¿Cómo se descifra un hash SHA-256 para recuperar la entrada original?
Respuesta breve
No se descifra — los hashes criptográficos son funciones unidireccionales sin inversa. «Crackear» un hash significa adivinar entradas candidatas, hashear cada una y comparar (diccionario, fuerza bruta, rainbow tables), que es justo por lo que se usan hashes lentos y salados para las contraseñas. No hay ninguna clave que «descifre» un hash. Si algo se puede descifrar, fue cifrado, no hasheado — y Base64 es codificación reversible, no hash.
Esta es una trampa clásica para juniors. La frase «descifrar un hash» suena razonable pero es un error de categoría: el hash y el cifrado son operaciones distintas, y solo una de ellas es reversible.
El hash es unidireccional por diseño
SHA-256 transforma una entrada de cualquier tamaño en un resumen fijo de 256 bits mezclando y comprimiendo los datos repetidamente. La función descarta información a propósito — muchas entradas distintas dan una salida de la misma longitud — por lo que no existe ninguna inversa matemática que ejecutar. Esta propiedad se llama resistencia a preimagen: dado un resumen, no puedes calcular una entrada que lo produzca. Tampoco hay ninguna clave involucrada, así que no hay nada con qué «descifrar».

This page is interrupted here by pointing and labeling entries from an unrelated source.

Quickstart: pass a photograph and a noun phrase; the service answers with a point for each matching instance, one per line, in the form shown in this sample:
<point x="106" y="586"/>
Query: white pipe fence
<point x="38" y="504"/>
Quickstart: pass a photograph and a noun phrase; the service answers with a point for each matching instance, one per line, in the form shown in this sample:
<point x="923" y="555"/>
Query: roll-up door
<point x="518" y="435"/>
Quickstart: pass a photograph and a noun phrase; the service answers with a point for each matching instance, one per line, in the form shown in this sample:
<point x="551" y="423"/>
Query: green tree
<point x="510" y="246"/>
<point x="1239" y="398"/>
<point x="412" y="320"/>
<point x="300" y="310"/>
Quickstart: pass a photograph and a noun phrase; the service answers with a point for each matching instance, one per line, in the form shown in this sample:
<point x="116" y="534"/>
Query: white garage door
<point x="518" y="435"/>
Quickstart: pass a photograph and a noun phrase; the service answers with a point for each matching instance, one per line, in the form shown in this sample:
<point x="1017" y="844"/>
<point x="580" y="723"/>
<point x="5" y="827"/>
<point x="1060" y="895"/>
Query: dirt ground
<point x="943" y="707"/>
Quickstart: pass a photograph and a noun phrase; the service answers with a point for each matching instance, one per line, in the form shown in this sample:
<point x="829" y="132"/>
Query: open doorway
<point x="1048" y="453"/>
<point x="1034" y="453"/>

Qué hace realmente «crackear»
Cuando las herramientas parecen «invertir» un hash, están adivinando. El primer paso es reconocer el algoritmo — justo lo que hace un identificador de hashes en línea —, tras lo cual el atacante toma entradas candidatas — palabras de un diccionario, mutaciones, o cadenas por fuerza bruta — hashea cada una y comprueba si el resumen coincide. Una rainbow table no es más que ese adivinar hecho de antemano y almacenado con astucia. Nada de esto invierte la función; recorre el espacio de entradas. Por eso justamente las contraseñas se almacenan con hashes lentos y salados (bcrypt, scrypt, Argon2): para encarecer cada intento.
Cifrado, codificación y hash
Los distractores se apoyan en tres confusiones:
- El cifrado es reversible con una clave (AES, RSA). Si puedes descifrarlo, fue cifrado, no hasheado.
- La codificación como Base64 es reversible sin clave — es un cambio de representación, no seguridad. Decodificar Base64 nunca recupera una entrada hasheada.
- El hash es unidireccional y sin clave.
La respuesta «aplicar la función de ronda inversa» también es falsa: la función de compresión de SHA-256 no es invertible de forma que recupere el mensaje, y conocer el tamaño de bloque no aporta nada.
La respuesta correcta en la entrevista
Di con claridad que no puedes descifrar un hash porque no tiene inversa ni clave; el único camino es adivinar y comparar. Luego añade la implicación de seguridad: como adivinar es el único ataque, los defensores hacen que adivinar sea lento y único por registro con hashes salados adaptativos.
Posibles preguntas de seguimiento
- ¿Cuál es la diferencia entre cifrado, codificación y hash?
- ¿Cómo «invierten» un hash las rainbow tables si el hash no tiene inversa?
- ¿Por qué una sal ralentiza los ataques que crackean muchos hashes a la vez?